May 18, 2020
Why this won't be a symmetric shock
The first Covid-19 outbreak seems to be subsiding, but the epidemic is far from running its course. Regardless of government-enforced containment, individuals and firms are likely to change their behaviour to reduce contagion risk. And this will have implications for economic activity. Some economic sectors such as tourism or retail will be affected more strongly and for longer. And this will have an impact on employment. Not every country or region in Europe is equally exposed to these developments. A short paper in the latest BIS bulletin concludes that the unemployment risk from Covid-19, by region in the EU, is highest in France and the Mediterranean countries, lowest in northern Europe, and intermediate in eastern Europe.
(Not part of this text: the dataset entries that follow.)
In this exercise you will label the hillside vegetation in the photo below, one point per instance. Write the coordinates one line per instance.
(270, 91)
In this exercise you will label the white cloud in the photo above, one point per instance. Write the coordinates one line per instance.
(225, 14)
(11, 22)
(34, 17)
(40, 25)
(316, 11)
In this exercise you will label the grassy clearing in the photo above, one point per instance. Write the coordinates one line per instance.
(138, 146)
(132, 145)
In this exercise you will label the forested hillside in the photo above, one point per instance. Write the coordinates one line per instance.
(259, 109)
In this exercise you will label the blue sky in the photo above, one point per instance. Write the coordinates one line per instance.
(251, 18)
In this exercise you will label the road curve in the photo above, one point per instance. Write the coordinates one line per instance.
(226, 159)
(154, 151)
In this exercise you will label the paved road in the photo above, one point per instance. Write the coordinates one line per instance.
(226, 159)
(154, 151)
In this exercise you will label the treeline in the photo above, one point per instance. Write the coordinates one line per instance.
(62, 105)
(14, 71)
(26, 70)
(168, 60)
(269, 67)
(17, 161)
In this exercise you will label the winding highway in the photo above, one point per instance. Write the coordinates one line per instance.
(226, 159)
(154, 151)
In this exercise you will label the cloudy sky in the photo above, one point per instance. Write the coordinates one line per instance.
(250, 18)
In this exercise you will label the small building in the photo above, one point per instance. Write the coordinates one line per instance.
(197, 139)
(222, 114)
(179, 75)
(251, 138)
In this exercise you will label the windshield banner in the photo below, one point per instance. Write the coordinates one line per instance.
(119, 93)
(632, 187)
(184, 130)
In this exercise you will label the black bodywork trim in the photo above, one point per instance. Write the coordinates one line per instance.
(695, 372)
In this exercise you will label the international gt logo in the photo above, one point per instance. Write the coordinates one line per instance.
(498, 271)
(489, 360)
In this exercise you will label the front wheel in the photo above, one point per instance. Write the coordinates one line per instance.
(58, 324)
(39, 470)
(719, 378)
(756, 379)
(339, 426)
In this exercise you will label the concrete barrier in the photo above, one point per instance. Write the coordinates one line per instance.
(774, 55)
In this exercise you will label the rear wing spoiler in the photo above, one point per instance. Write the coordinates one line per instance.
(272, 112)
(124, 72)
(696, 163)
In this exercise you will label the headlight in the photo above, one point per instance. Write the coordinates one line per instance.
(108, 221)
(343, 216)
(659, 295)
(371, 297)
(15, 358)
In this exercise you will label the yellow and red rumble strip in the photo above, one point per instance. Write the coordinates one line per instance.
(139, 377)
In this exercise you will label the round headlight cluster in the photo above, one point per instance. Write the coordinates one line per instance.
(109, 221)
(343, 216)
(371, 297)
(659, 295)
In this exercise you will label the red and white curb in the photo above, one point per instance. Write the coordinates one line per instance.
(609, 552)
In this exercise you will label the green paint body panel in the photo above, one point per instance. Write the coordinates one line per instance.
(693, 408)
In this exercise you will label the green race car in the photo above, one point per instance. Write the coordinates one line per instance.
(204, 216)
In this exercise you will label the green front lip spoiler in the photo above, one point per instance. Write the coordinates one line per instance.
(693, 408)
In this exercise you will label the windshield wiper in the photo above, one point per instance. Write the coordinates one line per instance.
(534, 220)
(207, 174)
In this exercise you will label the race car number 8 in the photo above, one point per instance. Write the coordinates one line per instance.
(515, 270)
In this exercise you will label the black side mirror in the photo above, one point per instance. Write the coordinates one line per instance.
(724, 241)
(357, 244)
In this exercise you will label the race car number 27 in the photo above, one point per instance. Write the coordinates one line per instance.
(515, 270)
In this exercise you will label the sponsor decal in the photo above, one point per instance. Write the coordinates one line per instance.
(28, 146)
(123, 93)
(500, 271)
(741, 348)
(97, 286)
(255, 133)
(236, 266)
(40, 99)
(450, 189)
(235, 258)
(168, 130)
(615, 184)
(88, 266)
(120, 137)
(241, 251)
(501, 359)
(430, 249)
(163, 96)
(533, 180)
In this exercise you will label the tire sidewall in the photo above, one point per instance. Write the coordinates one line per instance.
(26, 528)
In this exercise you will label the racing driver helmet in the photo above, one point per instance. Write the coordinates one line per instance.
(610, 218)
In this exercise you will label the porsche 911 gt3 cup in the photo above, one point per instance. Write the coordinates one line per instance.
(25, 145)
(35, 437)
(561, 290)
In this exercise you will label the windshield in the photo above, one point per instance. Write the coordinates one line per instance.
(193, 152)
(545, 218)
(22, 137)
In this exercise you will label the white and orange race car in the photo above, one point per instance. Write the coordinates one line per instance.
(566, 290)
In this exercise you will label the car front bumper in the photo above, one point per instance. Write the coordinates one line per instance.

Sebastian Doerr and Leonardo Gambacorta use two factors to estimate their employment risk index: the first category includes exposure to trade, transportation, food, leisure, and household work; the second is the share of firms under 10 employees. Neither correlate well with their indicator variable of google searches for unemployment, but the combination of the two does. Having fewer small firms seems to protect countries like Germany and especially the UK in this case.
It is interesting to compare the estimated risk with the severity of the current outbreak. Italy, Spain, and the UK have had bad outbreaks and are estimated to be highly exposed on the basis of economic sectors, whereas France has been hit by the epidemic but isn't so exposed on the basis of economic activity. France is economically vulnerable because of its high share of small firms. Generally speaking, though, the economic sector factor seems to correlate with vulnerability to outbreaks. It looks like this crisis won't end up being a symmetric shock after all.